In folgenden Nestern konnte ich erfreulicher Weise brütende Störche vorfinden: Albertsdorf, Bandelstorf, Bentwisch, Broderstorf II, Fienstorf, Groß Lüsewitz, Niekrenz, Lieblingshof, Petschow, Thulendorf, Neu Thulendorf, Göldenitz (Amt Warnow Ost), Benitz, Schwaan I und Schwaan II.
Anwesend, aber nicht am Brüten waren die Störche in Goorstorf und Neu Broderstorf, dagegen war das Nest in Rothbeck verlassen, jedoch gab es zahlreiche frische Kotspritzer, sodass der oder die Störche wohl noch Nestbindung haben. Nähere Auskünfte konnte mir dort leider niemand geben. In Pastow schien das Nest bereits seit längerem verlassen zu sein. Auch in Lichtenhagen war kein Storch am Nest, aber das zeigt ja auch regelmäßig die dortige Webcam. Erfreulicher Weise entdeckte ich am Nest in Bentwisch beim Landeanflug einen ELSA-beringten Storch. Die Ablesung steht auch hier noch aus.

Neue Bilder im Fotoalbum

In den letzten Tagen haben uns verschiedene Storchenfreunde wieder eine Reihe von Fotos zukommen lassen. Bei diesem hier (fotografiert von Wolfgang Reuter) scheint der Storch den Weg zu seinem Nest in Rederank weisen zu wollen. Das Paar ist seit dem 13. April komplett, hat aber leider mit der Brut (noch) nicht begonnen.

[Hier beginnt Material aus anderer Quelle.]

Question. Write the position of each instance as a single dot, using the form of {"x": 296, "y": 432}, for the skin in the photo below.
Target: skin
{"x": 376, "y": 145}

Weitere neue Storchenfotos gibt es - im Fotoalbum - aus Berendshagen, Clausdorf, Neu Broderstorf und Thulendorf I. Vielen Dank dafür!
Bei den Ankunftsdaten gibt es heute kaum Neuigkeiten. In Heiligenhagen wurden heute erstmals zwei Störche auf dem Nest gesehen - seit wann der zweite Storch da ist, konnte bisher noch nicht geklärt werden. Das Ankunftsdatum des zweiten Parkentiner Storchs muss vom 16. auf den 27. April korrigiert werden. Der Ringstorch, der im Vorjahr in Parkentin brütete, ist nicht dabei.

Storchenpaar in Thulendorf

Auch in Thulendorf war ich heute und hab dort gleich meinen Storch zwei und drei zu Gesicht bekommen.